公益財団法人白鶴美術館

展覧会情報

2025年 秋季展

新館

新館開館30周年記念 中東美術の華 ―絨毯

概要

 新館は当館60周年記念事業において、第4代理事長嘉納秀郎(白鶴酒造第10代)コレクションのペルシア・アナトリア・コーカサス絨毯を主な所蔵品とする展示施設として設立されました。
 開館は1995年10月。同年1月におきた阪神淡路大震災の影響を受け、予定より7か月遅れての初公開でしたが、当館復興を記念する展示ともなりました。
 今秋は新館開館30周年として、当初より所蔵する中東絨毯の優品を中心に、この30年間に寄贈されたホータン(中国)やムガール(インド)の絨毯も一部初公開致します。

主な展示品
アクスタファ コーカサス
19世紀中期 214×114㎝
アクスタファ コーカサス
アクスタファ コーカサス
19世紀中期 214×114㎝

 中央フィールド(絨毯主要画面)に3つの星型メダリオン(メダル形)を配する。同じ二つ正方形の中心を45度ずらして重ねた八角星形を基本とする文様は、イスラーム建築のタイルなどに見られ、イスラーム文化の象徴的な形ともなっている。メダリオンの間に向き合う形で配された鳥形は、アクスタファ・デザインの典型的なモチーフで、冠羽(かんう)と立派な尾羽から、クジャクのモチーフと思われる。
 メインボーダー(フィールドを囲む主要枠)には、背中合わせにした鳥(「インターロック」と呼ばれる)文が連続する。細やかに装飾の施されたデザインとなっている。

モフタシャム カーシャーン ペルシア中央部
20世紀初期 310×229㎝
モフタシャム カーシャーン ペルシア中央部
モフタシャム カーシャーン ペルシア中央部
20世紀初期 310×229㎝

 古くから伝統工芸の町として知られたカーシャーンで、19世紀末から20世紀初期につくられた品質の高い絨毯は、工匠名に由来してモフタシャムと総称される。
 本作品は、フィールド中央に二層の曲線的なメダリオン(メダル形)を置き、四隅にこの形を四分割したシルエットに似せた区画をデザインしている。
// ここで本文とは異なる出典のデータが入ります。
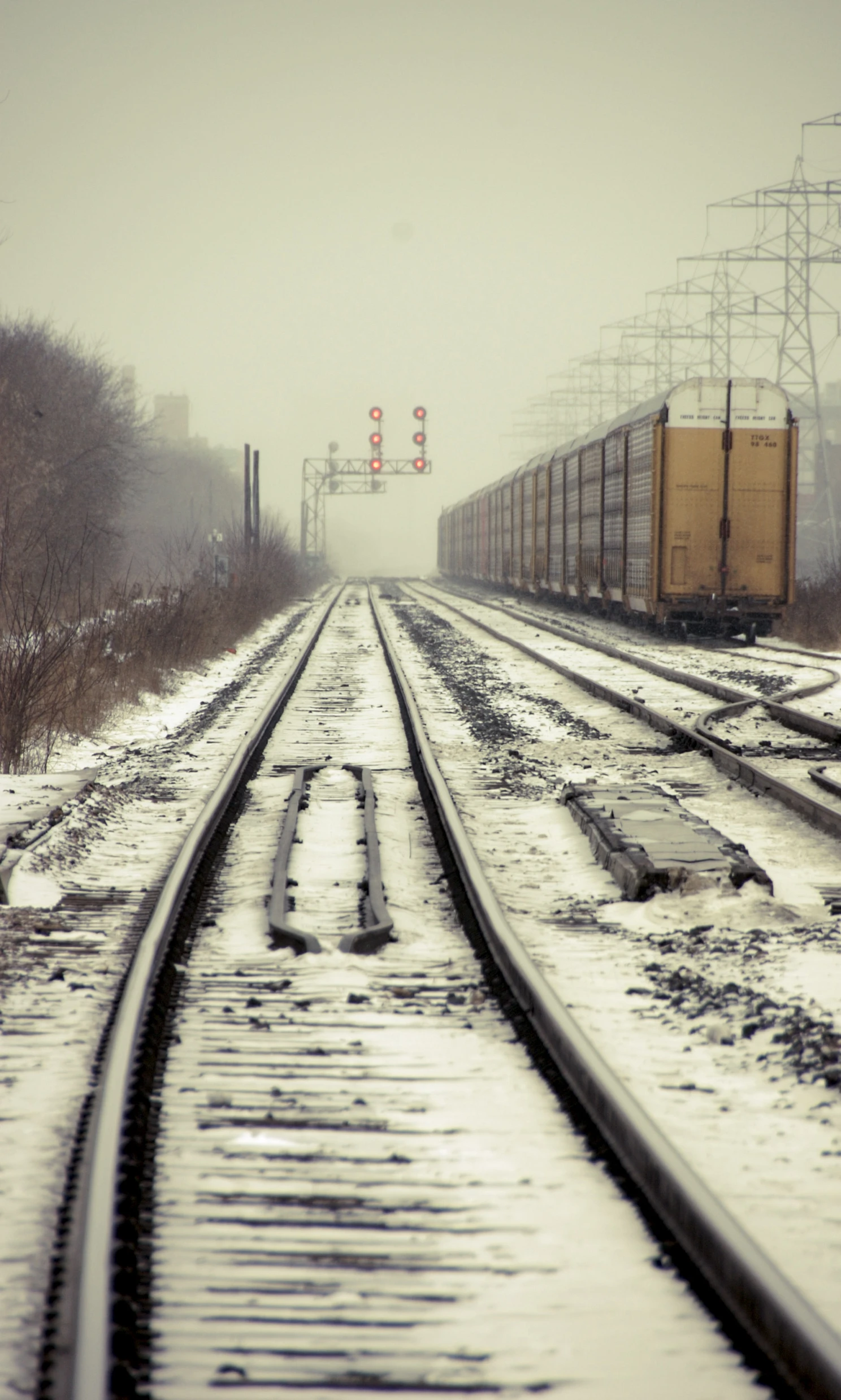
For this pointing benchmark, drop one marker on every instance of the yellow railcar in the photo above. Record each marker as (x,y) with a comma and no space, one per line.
(682,512)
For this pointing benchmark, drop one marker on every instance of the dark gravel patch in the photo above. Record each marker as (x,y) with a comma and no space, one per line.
(766,684)
(805,1042)
(480,692)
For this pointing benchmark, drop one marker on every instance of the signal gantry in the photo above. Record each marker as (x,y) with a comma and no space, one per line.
(353,476)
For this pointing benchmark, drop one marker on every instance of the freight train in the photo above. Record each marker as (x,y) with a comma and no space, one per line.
(680,513)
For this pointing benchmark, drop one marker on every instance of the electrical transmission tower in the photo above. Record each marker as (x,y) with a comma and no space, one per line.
(748,310)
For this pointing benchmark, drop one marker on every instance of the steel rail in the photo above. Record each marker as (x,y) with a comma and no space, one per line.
(92,1305)
(786,1328)
(735,765)
(791,718)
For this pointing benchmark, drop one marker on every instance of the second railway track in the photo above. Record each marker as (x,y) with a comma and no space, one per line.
(345,1173)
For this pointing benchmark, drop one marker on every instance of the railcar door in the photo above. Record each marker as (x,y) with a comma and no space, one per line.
(757,492)
(693,489)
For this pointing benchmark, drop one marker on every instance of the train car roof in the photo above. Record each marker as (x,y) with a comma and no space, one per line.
(650,408)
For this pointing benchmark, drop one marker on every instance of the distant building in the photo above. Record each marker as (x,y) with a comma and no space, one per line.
(172,418)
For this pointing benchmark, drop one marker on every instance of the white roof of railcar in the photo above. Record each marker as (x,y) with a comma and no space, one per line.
(650,408)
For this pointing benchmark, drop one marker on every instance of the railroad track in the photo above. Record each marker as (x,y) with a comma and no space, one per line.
(284,1155)
(701,734)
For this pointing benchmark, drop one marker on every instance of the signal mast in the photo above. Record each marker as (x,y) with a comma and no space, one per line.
(353,476)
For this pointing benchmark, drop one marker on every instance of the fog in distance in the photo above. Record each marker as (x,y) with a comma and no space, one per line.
(293,210)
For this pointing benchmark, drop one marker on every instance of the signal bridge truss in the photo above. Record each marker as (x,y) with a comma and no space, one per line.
(350,476)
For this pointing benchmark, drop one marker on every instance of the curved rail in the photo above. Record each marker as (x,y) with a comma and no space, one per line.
(735,765)
(786,1328)
(89,1374)
(791,718)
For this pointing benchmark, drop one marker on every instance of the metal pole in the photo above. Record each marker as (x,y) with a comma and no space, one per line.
(246,502)
(257,502)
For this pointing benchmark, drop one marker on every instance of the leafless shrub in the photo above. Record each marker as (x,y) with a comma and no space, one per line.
(76,467)
(815,617)
(180,619)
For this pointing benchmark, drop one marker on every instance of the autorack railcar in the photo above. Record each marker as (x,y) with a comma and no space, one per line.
(682,512)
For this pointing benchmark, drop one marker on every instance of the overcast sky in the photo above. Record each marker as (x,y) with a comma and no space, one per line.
(294,210)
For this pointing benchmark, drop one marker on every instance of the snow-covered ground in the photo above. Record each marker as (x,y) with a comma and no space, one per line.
(362,1181)
(80,899)
(721,1010)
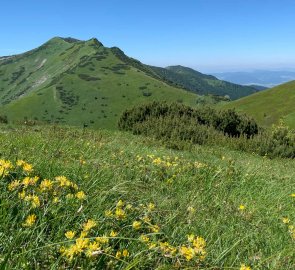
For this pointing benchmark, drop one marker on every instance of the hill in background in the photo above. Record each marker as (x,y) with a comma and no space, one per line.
(265,78)
(203,84)
(82,82)
(269,106)
(79,82)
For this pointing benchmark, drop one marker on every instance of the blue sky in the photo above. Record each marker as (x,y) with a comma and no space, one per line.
(208,35)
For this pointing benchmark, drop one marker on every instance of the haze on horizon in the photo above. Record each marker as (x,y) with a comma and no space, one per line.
(207,35)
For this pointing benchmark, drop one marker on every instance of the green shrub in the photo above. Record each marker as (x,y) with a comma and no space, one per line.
(179,126)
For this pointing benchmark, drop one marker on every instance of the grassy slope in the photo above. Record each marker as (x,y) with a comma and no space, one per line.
(113,85)
(201,83)
(269,106)
(114,169)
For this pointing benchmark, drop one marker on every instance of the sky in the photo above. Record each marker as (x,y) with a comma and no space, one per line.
(207,35)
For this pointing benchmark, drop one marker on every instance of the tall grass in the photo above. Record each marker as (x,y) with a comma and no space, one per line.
(242,205)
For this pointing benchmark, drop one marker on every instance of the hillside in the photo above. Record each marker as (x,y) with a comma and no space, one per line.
(238,207)
(202,84)
(79,82)
(269,106)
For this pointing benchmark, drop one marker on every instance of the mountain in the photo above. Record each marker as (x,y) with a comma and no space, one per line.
(269,106)
(79,82)
(257,77)
(202,84)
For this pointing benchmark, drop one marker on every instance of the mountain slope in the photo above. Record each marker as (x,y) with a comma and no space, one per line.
(202,84)
(76,82)
(269,106)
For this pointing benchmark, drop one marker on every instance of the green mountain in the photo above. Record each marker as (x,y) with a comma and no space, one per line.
(202,84)
(269,106)
(79,82)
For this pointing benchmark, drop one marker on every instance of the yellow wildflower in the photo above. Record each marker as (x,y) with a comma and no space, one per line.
(144,238)
(80,195)
(46,185)
(14,185)
(89,225)
(285,220)
(63,181)
(27,167)
(102,239)
(70,234)
(35,201)
(120,203)
(113,234)
(136,225)
(199,244)
(22,195)
(191,237)
(191,210)
(69,196)
(151,207)
(120,213)
(244,267)
(155,228)
(146,219)
(5,166)
(118,254)
(108,213)
(125,253)
(242,207)
(20,163)
(30,181)
(152,245)
(187,252)
(83,234)
(30,221)
(81,243)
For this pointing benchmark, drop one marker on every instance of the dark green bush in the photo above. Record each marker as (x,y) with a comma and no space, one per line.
(3,119)
(178,126)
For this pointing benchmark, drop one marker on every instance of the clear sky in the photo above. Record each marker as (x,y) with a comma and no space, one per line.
(208,35)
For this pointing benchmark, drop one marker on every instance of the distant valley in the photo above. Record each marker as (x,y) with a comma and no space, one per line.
(257,77)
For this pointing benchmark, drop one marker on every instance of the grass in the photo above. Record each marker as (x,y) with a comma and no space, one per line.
(269,106)
(235,201)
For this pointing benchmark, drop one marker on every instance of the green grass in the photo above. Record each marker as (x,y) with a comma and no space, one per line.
(109,166)
(269,106)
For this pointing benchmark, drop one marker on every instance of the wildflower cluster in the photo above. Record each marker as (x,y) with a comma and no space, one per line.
(125,231)
(36,196)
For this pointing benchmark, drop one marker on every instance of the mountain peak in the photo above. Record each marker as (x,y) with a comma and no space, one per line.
(94,42)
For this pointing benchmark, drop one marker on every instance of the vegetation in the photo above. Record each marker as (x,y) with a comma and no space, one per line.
(270,106)
(178,126)
(81,199)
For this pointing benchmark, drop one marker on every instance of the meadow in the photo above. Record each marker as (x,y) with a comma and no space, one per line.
(83,199)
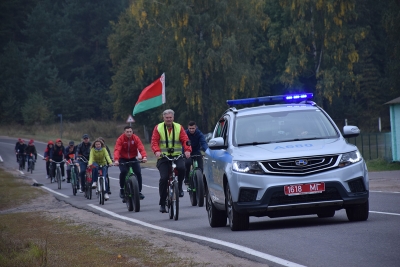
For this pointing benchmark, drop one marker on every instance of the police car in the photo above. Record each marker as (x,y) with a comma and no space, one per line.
(281,160)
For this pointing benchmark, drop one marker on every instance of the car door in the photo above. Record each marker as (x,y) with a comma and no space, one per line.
(216,162)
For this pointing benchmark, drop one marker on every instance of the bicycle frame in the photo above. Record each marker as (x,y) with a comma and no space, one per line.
(172,200)
(74,176)
(131,188)
(21,161)
(101,185)
(58,172)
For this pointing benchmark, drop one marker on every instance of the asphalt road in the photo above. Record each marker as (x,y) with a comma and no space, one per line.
(291,241)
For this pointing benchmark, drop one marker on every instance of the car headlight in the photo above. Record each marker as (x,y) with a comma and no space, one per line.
(350,158)
(247,167)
それぞれの区画と外周のメインボーダーは、 蔓(つる)草文(エスリム)と、多彩な花や鳥で埋め尽くされている。
 それぞれの地色に「アブラッシュ」と呼ばれる染め班(むら)がみられるが、文様の輪郭の明快さは織り手の熟練度を示している。

イスファハーン ペルシア中央部 シュレシ工房
20世紀中期 200×143㎝
イスファハーン ペルシア中央部 シュレシ工房
イスファハーン ペルシア中央部 シュレシ工房
20世紀中期 200×143㎝

→コレクションのページをご参照ください。

ベルガマ アナトリア西部
20世紀中期 103×100㎝
ベルガマ アナトリア西部
ベルガマ アナトリア西部
20世紀中期 103×100㎝

 臙脂(えんじ)とインディゴの明快なコントラストを基調としながらも、図案の豊かさを印象付けるベルガマ地方の絨毯。絨毯下部に織り込まれたモヘアウールは類例が少ない珍しい形である。
 このような特徴の小型の絨毯は「乙女」の名が冠されたキズ・ベルガマ(Kiz Bergama)と称されるもので、花嫁が自ら製作し婚礼調度品として婚家に持参するといった、村落生活における婚姻儀礼では欠かせない役割を担う。
 フック文様に囲われたコーナー(絨毯主要画面の四隅)と菱形のメダリオン(メダル形)の内部に、幾何学的な花のモチーフが満たされた、乙女の絨毯にふさわしい華麗な作品となっている。